- Type: Formation
- Unit of: San Rafael Group
- Underlies: Bluff Formation
- Overlies: Todilto Formation
- Thickness: 108 ft (33 m)

Lithology
- Primary: Mudstone, sandstone

Location
- Coordinates: 36°41′50″N 109°02′12″W﻿ / ﻿36.6971°N 109.0366°W
- Region: New Mexico, Arizona
- Country: United States

Type section
- Named for: Beclabito Dome
- Named by: S.M. Condon and A.C. Huffman, Jr.
- Year defined: 1988

= Beclabito Formation =

Geologic formation in New Mexico

The Beclabito Formation is a late Jurassic sedimentary geologic formation, found in northwestern New Mexico and northeastern Arizona.

==Description==
The formation is composed mostly of thinly bedded sandstone, siltstone, and mudstone which is reddish-orange to reddish-brown in color. The sandstone is very fine to medium grained and displays ripple crossbedding, trough crossbedding, and horizontal laminations. The siltstones are reddish-brown and show wavy laminations. The formation is 108 ft thick. The formation conformably overlies the Todilto Formation and conformably underlies the Bluff Formation.
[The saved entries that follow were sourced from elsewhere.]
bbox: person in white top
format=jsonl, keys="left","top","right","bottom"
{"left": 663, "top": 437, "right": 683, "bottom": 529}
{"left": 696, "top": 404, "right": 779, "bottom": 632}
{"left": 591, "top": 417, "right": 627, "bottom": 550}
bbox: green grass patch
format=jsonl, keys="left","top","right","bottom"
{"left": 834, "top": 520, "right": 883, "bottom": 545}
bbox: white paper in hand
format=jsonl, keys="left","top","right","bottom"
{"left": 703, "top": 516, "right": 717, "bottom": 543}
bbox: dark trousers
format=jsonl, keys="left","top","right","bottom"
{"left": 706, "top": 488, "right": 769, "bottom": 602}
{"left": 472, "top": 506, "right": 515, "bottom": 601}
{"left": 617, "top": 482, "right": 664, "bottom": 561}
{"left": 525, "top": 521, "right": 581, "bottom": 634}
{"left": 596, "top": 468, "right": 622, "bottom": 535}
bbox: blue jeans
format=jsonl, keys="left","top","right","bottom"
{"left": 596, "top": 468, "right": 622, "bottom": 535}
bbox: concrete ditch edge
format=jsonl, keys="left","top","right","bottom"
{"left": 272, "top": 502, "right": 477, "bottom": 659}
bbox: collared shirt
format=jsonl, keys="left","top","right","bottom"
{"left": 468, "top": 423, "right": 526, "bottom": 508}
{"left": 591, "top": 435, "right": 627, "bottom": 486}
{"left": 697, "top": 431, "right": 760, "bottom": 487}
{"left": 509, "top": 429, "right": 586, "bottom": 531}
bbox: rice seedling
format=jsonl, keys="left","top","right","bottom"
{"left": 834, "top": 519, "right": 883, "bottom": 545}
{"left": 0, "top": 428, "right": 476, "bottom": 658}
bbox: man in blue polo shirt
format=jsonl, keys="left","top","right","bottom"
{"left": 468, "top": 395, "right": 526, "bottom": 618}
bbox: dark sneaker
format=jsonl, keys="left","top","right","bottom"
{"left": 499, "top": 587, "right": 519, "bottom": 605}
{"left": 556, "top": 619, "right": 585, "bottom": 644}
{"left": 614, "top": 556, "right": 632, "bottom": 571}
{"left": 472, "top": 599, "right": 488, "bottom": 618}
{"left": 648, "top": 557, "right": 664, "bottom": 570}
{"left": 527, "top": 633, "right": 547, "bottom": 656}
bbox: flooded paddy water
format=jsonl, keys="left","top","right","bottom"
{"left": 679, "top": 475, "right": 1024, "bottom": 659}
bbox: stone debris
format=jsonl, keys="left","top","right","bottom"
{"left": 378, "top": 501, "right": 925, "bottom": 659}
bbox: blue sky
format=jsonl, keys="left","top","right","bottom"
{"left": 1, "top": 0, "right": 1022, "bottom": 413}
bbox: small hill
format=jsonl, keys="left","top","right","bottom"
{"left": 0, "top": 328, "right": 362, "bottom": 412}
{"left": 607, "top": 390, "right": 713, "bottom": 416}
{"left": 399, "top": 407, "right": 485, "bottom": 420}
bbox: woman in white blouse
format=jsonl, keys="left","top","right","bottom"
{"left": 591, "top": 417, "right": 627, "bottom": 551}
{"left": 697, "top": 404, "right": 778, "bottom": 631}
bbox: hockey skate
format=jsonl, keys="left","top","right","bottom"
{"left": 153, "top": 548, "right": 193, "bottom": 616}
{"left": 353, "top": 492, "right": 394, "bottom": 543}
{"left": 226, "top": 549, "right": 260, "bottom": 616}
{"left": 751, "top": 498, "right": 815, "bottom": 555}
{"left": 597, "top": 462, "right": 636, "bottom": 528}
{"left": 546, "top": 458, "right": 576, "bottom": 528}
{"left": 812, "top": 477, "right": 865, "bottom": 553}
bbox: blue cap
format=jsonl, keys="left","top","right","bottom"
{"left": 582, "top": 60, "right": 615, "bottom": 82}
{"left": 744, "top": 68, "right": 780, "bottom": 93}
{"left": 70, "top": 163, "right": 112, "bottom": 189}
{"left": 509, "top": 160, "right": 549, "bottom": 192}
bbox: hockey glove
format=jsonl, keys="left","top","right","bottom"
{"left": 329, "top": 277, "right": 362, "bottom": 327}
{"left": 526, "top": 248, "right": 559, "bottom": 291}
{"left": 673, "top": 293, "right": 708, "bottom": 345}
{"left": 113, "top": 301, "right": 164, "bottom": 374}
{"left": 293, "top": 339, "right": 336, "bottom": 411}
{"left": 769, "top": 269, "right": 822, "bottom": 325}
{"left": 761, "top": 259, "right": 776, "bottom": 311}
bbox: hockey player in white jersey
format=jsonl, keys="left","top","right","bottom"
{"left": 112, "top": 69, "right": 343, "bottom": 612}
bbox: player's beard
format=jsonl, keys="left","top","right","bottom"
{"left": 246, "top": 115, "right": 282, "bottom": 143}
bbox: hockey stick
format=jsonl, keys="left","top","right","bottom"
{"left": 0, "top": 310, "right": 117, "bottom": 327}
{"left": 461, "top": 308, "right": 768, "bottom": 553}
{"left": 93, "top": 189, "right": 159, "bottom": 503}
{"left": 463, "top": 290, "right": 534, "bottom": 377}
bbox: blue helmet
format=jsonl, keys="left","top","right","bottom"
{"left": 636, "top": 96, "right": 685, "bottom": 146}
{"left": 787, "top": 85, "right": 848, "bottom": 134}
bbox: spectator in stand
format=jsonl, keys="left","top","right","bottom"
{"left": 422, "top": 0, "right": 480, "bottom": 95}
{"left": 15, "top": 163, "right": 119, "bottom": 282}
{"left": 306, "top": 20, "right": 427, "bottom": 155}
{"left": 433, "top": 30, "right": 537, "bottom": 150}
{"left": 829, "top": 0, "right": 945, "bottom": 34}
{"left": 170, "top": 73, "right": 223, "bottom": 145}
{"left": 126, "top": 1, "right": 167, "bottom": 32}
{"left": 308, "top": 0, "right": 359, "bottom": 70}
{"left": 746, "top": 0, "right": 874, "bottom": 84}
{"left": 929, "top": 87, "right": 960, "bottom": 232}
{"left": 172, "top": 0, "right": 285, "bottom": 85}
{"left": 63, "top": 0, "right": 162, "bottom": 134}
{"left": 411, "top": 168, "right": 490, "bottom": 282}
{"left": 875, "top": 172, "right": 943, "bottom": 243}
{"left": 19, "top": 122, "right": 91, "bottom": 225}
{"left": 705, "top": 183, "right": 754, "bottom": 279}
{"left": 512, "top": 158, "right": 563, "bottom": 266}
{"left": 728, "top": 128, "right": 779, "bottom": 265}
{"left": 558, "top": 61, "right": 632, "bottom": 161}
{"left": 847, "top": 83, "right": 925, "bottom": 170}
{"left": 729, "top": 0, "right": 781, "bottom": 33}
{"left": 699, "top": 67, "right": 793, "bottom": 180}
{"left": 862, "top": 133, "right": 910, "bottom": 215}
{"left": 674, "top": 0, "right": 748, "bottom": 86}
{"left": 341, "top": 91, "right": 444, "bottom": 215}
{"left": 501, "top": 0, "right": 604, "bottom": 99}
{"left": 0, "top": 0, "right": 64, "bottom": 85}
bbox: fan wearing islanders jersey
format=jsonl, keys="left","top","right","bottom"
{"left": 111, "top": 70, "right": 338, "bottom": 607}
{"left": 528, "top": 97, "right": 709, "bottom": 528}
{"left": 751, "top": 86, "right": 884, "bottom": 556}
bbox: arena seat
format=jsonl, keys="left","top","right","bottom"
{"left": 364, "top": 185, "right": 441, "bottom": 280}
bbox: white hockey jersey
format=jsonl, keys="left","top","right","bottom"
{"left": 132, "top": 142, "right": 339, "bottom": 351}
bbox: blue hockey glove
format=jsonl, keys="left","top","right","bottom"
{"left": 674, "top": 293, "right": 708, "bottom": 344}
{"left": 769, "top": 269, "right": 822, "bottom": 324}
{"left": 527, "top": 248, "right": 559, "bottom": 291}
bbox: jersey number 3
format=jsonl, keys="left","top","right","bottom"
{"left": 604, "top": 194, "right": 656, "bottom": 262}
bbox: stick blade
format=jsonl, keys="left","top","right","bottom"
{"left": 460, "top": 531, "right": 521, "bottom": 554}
The formation is interpreted as having been deposited in a marginal marine or coastal sabkha environment.

==Investigative history==
The formation was first named by S.M. Condon and H.C. Huffman, Jr., as the Beclabito Member of the Wanakah Formation. The beds making up the formation were previously assigned to the Summerville Formation on the basis of similar lithology and stratigraphic position, and on the similarity of the Curtis Formation that underlies the Summerville Formation to the Todilto Formation that underlies the Beclabito beds, but the correlation is questionable. Steven M. Cather concurred with reassigning the beds from the Summerville to the Beclabito, which he also proposed raising to formation rank. Cather pointed out that the Curtis appears to be younger than the Todilto, calling into question the correlation between the overlying Summerville and Beclabito beds, and that there are significant lithological differences between the Summerville and the Beclabito.